The whole of the Czech Republic lies in the Central European time zone (CET = UTC + 1).
The twenty four hour format is employed very frequently, especially in transport timetables, cultural programmes and generally on printed materials. The twelve hour format for telling the time is used mainly in everyday speech.
The last Sunday in March clocks in the Czech Republic go forward because the country switches over to summer time. So on the night from Saturday to Sunday move your clocks from two to three (2:00 CET to 3:00 CEST), unless your smart phone does the job for you. Summer time lasts half a year and ends on the last Sunday in October, when at three o’clock the clocks go back to two (3:00 CEST to 2:00 CET).

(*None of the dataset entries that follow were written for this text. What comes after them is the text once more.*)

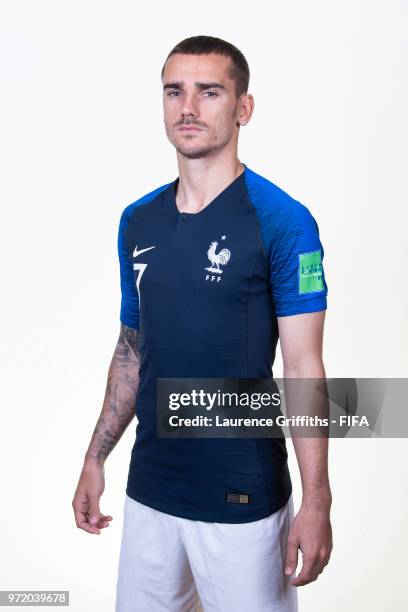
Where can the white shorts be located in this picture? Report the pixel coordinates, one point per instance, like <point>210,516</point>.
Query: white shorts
<point>170,564</point>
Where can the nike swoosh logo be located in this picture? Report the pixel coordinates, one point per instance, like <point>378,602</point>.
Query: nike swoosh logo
<point>136,252</point>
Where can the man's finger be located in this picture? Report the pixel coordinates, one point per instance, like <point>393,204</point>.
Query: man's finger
<point>94,511</point>
<point>308,573</point>
<point>291,556</point>
<point>81,521</point>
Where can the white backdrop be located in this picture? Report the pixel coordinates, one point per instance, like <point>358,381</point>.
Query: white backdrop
<point>82,136</point>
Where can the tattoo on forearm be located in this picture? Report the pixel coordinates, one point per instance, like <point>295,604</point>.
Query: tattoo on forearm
<point>119,402</point>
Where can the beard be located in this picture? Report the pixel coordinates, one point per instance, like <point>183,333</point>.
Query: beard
<point>196,151</point>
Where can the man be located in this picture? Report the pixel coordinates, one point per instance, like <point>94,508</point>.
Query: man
<point>215,266</point>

The official language of the Czech Republic is Czech. It is spoken by approx. 10.6 million people. Czech falls within the West Slavic language group and therefore is similar to Polish, as well as Russian and Croatian. An interesting phenomenon is its great similarity to Slovak. And did you know that the famous writer Franz Kafka spoke Czech? Or that Czech ranks among the most complicated languages in the world?
Although the vast majority of the population of the Czech Republic (96%) speaks Czech, you can also hear Slovak, Russian, Polish, Ukrainian, or Vietnamese as these are languages of the largest national minorities in the Czech Republic.
Tourists will usually make themselves understood in English and quite often also in German or Russian.
The deaf are advised to use, if possible, Italian or Austrian sign language, since these are closest to Czech sign language.
The Czech Republic has one of the least religious populations in the world with 75% to 79% of people not declaring any religion or faith in polls and the percentage of convinced atheists being third highest only behind China and Japan. The Czech people have been historically characterised as "tolerant and even indifferent towards religion".
According to the 2011 census, 34% of the population stated they had no religion, 10.3% was Catholic, 0.8% was Protestant (0.5% Czech Brethren and 0.4% Hussite), and 9% followed other forms of religion both denominational or not (of which 863 people answered they are Pagan). 45% of the population did not answer the question about religion. From 1991 to 2001 and further to 2011 the adherence to Catholicism decreased from 39% to 27% and then to 10%; Protestantism similarly declined from 3.7% to 2% and then to 0.8%.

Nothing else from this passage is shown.